More importantly this was a time when China was under the threat of military aggression from both the Soviet Union, USA and India. China's air space in the east was under constant violation by the ROC Air Force. It's coastal islands always under attack by ROC special forces .
With the Soviet Union cutting off China's access in the west, the only countries with open borders with China were North Korea and Pakistan. North Korea itself was under a heavy threat with constant air space violations by South Korean aircraft , special forces raids by US and South Korean forces and sporadic shelling. There was also Vietnam but that country was itself divided into North and South and in a state of a disastrous war.
Pakistan remained China's only ally that was militarily strong enough to hold its borders; specifically the region of Kashmir under its control which bordered China.
It was then that Pakistan took a historic step of adjusting its borders with China, ceding territory to enable the building of roads and communications links. which was to a mutual advantage against a common enemy. An engineering challenge and feat, the Karakoram highway was first intended as a basic link between Pakistan and China crossing the mountains.

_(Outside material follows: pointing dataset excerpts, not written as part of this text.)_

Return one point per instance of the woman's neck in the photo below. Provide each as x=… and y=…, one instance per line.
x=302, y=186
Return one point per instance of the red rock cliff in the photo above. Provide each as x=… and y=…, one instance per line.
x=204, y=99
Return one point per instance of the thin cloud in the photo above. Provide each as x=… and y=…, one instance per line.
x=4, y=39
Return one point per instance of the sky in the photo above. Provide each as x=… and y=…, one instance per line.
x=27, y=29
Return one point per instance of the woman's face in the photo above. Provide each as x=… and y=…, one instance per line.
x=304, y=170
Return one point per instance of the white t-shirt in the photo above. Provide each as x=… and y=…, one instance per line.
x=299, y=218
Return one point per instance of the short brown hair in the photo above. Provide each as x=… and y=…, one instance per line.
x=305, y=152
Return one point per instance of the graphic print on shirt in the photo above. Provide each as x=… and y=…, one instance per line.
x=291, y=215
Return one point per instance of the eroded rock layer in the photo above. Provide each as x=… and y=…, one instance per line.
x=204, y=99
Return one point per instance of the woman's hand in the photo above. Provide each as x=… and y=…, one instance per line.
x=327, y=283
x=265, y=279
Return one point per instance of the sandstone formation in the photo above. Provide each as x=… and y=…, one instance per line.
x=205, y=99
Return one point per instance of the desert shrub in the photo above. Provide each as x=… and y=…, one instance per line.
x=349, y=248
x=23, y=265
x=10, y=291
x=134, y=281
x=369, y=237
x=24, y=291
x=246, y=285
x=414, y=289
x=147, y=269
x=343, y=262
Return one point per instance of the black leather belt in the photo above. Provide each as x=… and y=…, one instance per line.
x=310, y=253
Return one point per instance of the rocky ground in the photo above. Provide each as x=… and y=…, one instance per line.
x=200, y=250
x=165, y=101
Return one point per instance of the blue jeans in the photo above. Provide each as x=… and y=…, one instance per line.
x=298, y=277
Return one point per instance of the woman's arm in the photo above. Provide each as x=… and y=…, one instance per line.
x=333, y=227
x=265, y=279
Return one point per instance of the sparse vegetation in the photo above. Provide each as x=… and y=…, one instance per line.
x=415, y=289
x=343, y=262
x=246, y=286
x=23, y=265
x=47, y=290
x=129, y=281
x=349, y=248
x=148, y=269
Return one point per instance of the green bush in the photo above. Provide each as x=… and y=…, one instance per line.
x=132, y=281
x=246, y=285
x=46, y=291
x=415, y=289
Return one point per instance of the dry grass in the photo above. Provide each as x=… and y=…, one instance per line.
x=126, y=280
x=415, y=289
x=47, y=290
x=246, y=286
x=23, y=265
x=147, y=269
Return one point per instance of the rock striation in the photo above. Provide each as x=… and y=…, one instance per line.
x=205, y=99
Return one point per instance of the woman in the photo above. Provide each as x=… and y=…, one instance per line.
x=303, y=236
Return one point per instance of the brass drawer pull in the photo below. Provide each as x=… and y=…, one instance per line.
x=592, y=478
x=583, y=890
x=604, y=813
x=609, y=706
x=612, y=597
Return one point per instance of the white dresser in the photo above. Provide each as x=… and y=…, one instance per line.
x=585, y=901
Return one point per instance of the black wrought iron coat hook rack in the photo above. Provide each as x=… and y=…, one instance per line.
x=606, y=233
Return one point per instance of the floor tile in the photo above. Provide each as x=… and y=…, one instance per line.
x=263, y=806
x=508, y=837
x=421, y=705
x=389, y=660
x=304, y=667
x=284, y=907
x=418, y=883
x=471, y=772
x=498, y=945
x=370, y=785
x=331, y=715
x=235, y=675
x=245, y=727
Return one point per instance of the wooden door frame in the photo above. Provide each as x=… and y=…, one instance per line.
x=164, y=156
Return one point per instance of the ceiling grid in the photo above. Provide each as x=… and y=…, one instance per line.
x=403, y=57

The Karakoram Highway has blossomed as the CPEC today far beyond anything either China or Pakistan had envisaged at that time.
With a $20 b trade, military interoperability, co-development of military hardware, and development of the port of Gwadar, the Pakistan China relationship continues to grow .
It all started with a few symbolic bags of rice, and some army surveyors in the cold icy heights of the Karakoram range shaking
hands 60 years back.
It was the most strategic decision Pakistan could ever have made. Likewise for China this link up has far reaching consequences for its economic, and diplomatic outreach to the Persian Gulf countries and the security of its energy supplies.